You should know: I love David Bowie, and that is the understatement of the millennium. He has been my hero since I was five years old, and twelve years of pure, unadulterated love doesn’t just disappear, okay? If you’re not prepared to hear a lot about him (as well as my love for glam rock, etc.) then you may as well NOT add me. My love for that man goes deeper than my love for 95% of the people in my life. He is the only true definition of hero that I have known and will ever know. No other person in the world has ever, ever, ever meant this much. Nor will anyone else again. So when I say I love him, I mean that one thing more than anyone can understand, okay? Okay. Several people call me Katie Bowie or Miss Bowie, which I find not only hilarious, but pretty sweet. He's just...I don't know. I can't describe the love I have for him in a couple of simple paragraphs. I wrote my creative writing portfolio over him last year, I have lots of merch including the most amazing canvas print of him hanging over my bed. Sounds stupid, but I like to see him when I wake up and before I go to sleep because he reminds me why I'm still breathing.
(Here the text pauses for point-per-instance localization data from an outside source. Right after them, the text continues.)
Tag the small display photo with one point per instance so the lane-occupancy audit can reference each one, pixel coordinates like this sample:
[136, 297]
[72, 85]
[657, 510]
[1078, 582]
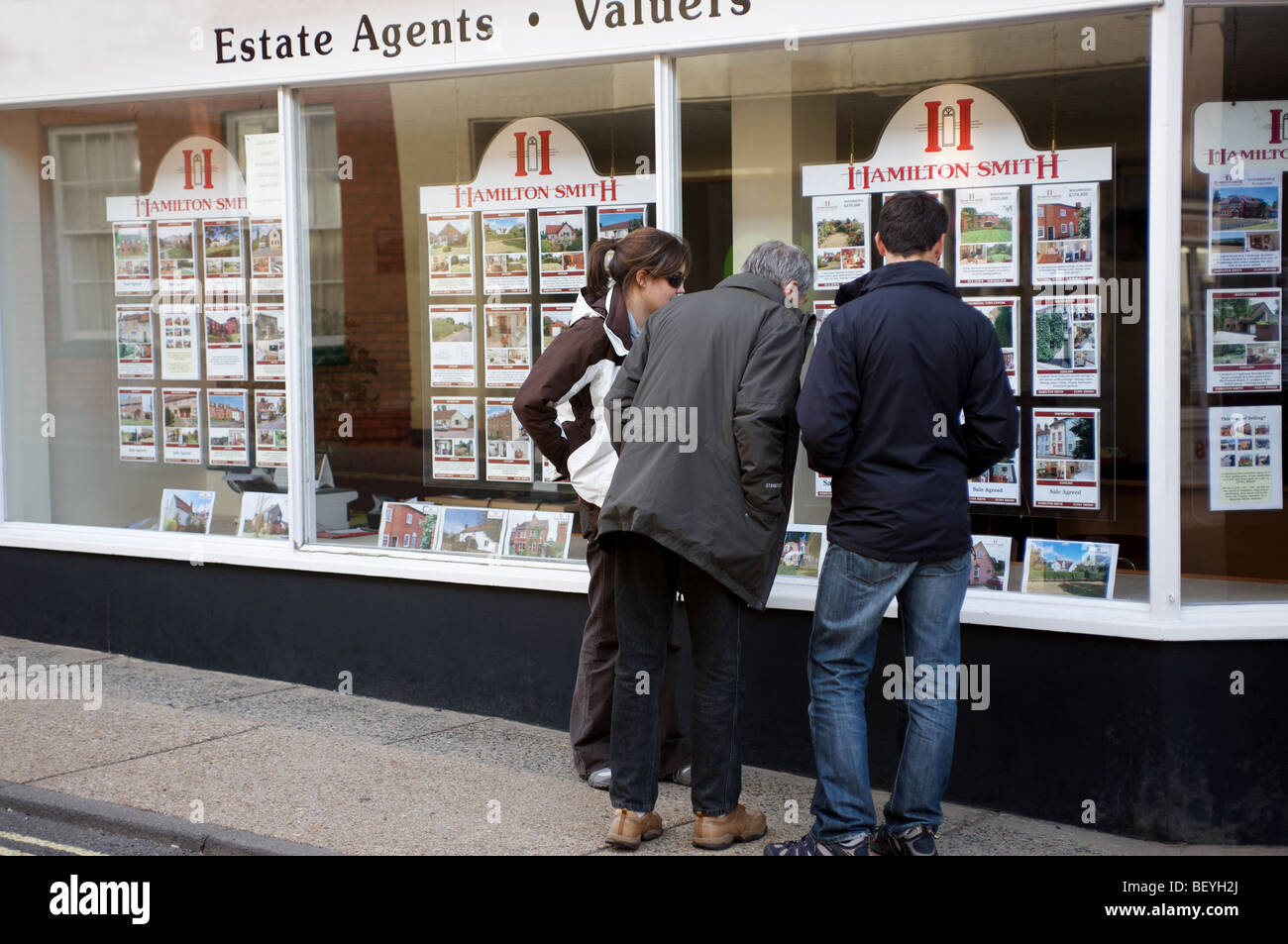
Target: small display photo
[1069, 569]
Without David, I would not be who I am. Without David, I would not be alive, and that is the damn truth. He's my whole heart. I probably will never get married, 'cause no one's gonna wanna share my attention with my first love. :P I'm pretty sure that if I never meet him, or at least never see him live (which at this point is doubtful, but I can still hold onto hope, can't I?), I will die with an huge hole in my heart. Oh, and one more thing: I absolutely hate elitist Bowie fans. I can't stand when people are like LOLZ I'M A BIGGER BOWIE FAN THAN YOU AND I'VE LIKED HIM LONGER BLAH BLAH BLAH. I don't care how long you've "liked" him or any of that bullshit. My love for him goes way deeper than any of your stupid I'VE LIKED HIM LONGER, I'M A BIGGER FAN THAN YOU bullshit. So before you comment me and tell me you're a bigger fan, consider the fact that I don't really care if you think you're a bigger Bowie fan than I am. He's GOD to me, so back the fuck off.